Some insiders say the new system is a compromise, but only when compared to the original hardline Treasury plan. It’s claimed that before last year’s spending review, the aim was to totally repeal the overseas aid legislation to get recurring savings from the budget. Worried by rebels, the PM then offered a compromise in March, pledging 0.7% “when the fiscal situation allows”.
After the vote victory, some Tory MPs were suggesting Sunak’s own future leadership hopes had been boosted. He was already popular with lockdown sceptics like Mark Harper but was now even more popular after affirming the other Tory manifesto 2019 pledge: to reduce the debt burden and not borrow for day-to-day spending.
Some in Whitehall also say that Sunak is truly committed to pouring cash into Red Wall 2019 constituencies. “Boris not so sold on them - but Rishi is hardcore,” one source says. Some of those MPs are fiscal hawks but ‘YIMBYs’ [Yes In My Backyard] when it comes to pork barrel doled out in their own seats. Sunak hits both sweet spots, it’s claimed.

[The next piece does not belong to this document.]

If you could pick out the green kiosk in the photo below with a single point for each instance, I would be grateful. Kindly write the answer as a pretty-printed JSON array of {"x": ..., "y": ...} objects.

As they say in the City, there are downside risks. Red Wall northern seats often have some wealthier Tory voters, many of whom “still attend church on a Sunday and shake the Save the Children tin outside”, as one person put it. In southern seats, the Lib Dems are already gearing up to make Chesham and Amersham (which has the largest Christian Aid group in the country) look like a picnic.
Sunak may also not get his own way in the Lords on Wednesday either, as Norman Fowler tables an urgent question. I understand peers of all parties will express real discontent at Sunak’s procedural trick in bypassing them, without repealing or amending primary legislation.

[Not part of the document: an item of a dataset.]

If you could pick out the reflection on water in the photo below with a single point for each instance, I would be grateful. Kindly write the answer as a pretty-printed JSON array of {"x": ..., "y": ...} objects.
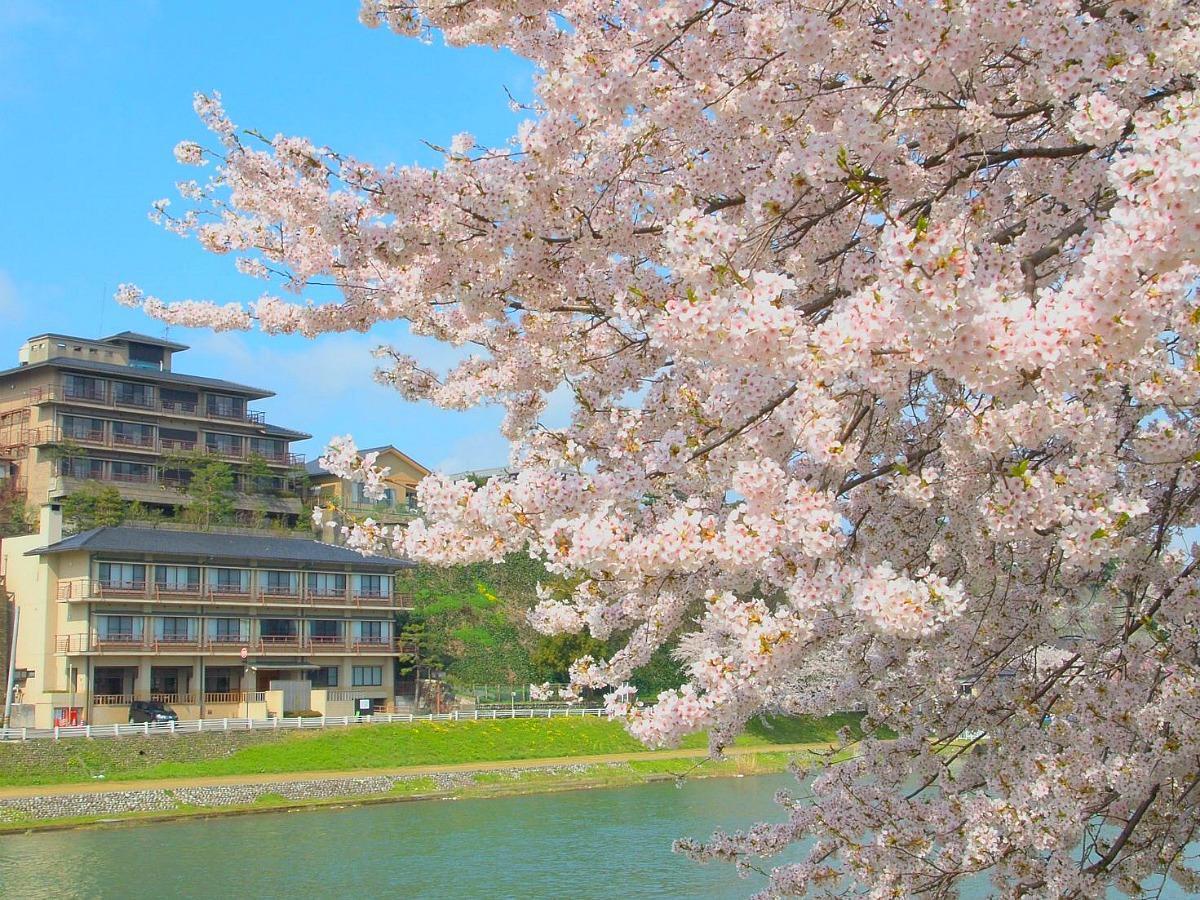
[
  {"x": 580, "y": 844},
  {"x": 601, "y": 844}
]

Yet overall, Sunak now looks stronger within his own party. Thanks to his pandemic giveaways, he is the most popular politician in the country. A chancellor who wants to become PM has to decide not just how and when to spend public money, but how and when to spend their own political capital most wisely.
His supporters believe the mix of charm and steel will pay off in the end. Whether that’s a charitable interpretation will be upto the voters.